This is a bit of a long-winded "series" of questions, but they all revolve around the same topic and are correlated.
I remember reading somewhere, either on a D.R course or D.R documentation that, depending on how you select your FD, D.R will train multiple models on some copy of your dataset corresponding to different forecast distances, keeping into acount the upper limit set by you.
To validate this, using the "Store_Sales_Daily_training.csv" dataset, with 942 records, in an AutoTS forecasting-based project, I varied the Forecasting Distance, keeping everything else the same (i.e. Holdout+Backtests, FDW etc..).
This is how the # of rows in the derived dataset varied with varying FDs:
With a FDW of [-35,0], 90 day holdout set, 5 day gap, 2 backtests+Holdout:
FD: +6 to +6 = 870 rows
FD: +1 to +1 = 875 rows
FD: +1 to +30 = 25,380 rows
Having said all this, this raises a few questions.
Assuming D.R does in fact train multiple models on copies of the dataset for different FDs, and assuming you want to train for a FD of +1 to +5:
Is D.R testing multiple FDs per unit of time, incrementaing by 1 unit of time as it goes on? (i.e. training on +1 to +1 | +2 to +2 | ... | +5 to +5)
Is D.R testing the FDs in a range format, incrementing by 1 unit of time as it goes on? (i.e. +1 to +2 | +1 to +3 | ... | +1 to +5)?
After model training and into model deployment, are these extra "hypothetical" models different from each other in that they were each used optimized for different FD ranges? P.S (If they are different, how are these multiple models being handled in deployment?)
Is D.R using the same model and gradually or sequentially training it on tougher ranges of FDs every time until it gets to your desired FD?

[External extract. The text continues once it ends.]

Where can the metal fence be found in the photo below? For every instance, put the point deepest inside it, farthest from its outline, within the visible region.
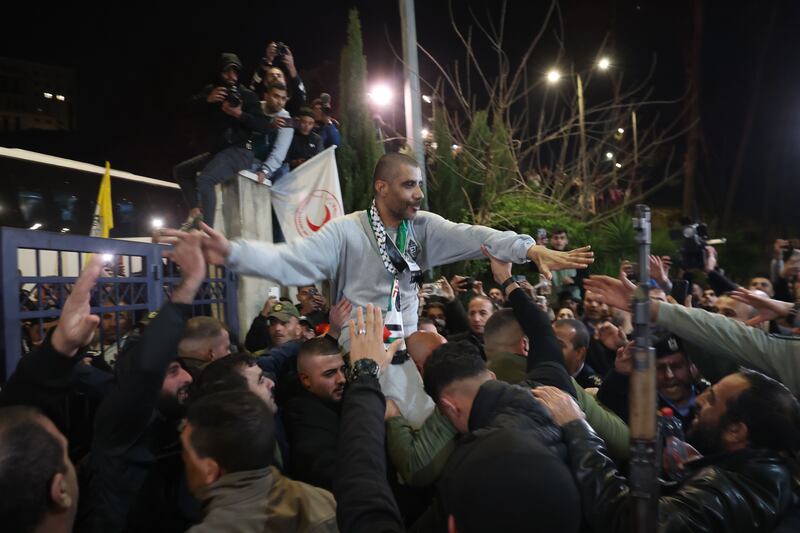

In the D.R course, "Lab: Build a Time Series Model", they use a training dataset called "Store_Sales_Daily_training.csv" as outlined above. This training dataset contains 942 records in total. When uploaded to D.R as an AutoTS project with a FDW of [-35, 0], a FD of [1, 30], a holdout set of 90 days and a gap length of 5 one would expect the available training data to be a total of: 942 - (1+35+90) = 821 (p.s Not sure if Gap Length also affects available training data).
According to D.R, however, under the Derived Modeling Data -> View more info tab , the new derived dataset contains a total of 25,380 rows across all forecast distances since D.R mentions that for each forecast unit of distance, it create a model, and consequently, a copy of the dataset to train with.
If we divide this value by the FD value (i.e. 30), we can get the # of records per forecast distance that D.R is training on. So if we were to devide 25,380 rows by the # of forcast distance days we should get what I expect, which is 821 but instead I get 846 which is not equal to 821. Where did the extra 25 rows come from? What did I miss?
This is just one example taking a FD of +1 to +30. If you calculate what should the resulting amount of rows be for a FD of +1 to +1 or +6 to +6, it doesn't add up.
Any help on the aforementioned questions would be much appreciated.
From the Time Series: Session A course, whether DataRobot creates 1 model or 5 separate models in forecasting is determined by the type of model. For instance, Elastic nets create multiple models for each time period where as XG boost does not use multiple models, instead a time parameter is passed to one model.
For Elastic nets (Elastic Nets Docs ) this would look like:
1. Is D.R testing multiple FDs per unit of time, incrementaing by 1 unit of time as it goes on (i.e. training on +1 to +1 | +2 to +2 | ... | +5 to +5)
I haven't yet done the maths on your rows, but I can confirm from testing that gap (COG) definitely does reduce the amount of training data.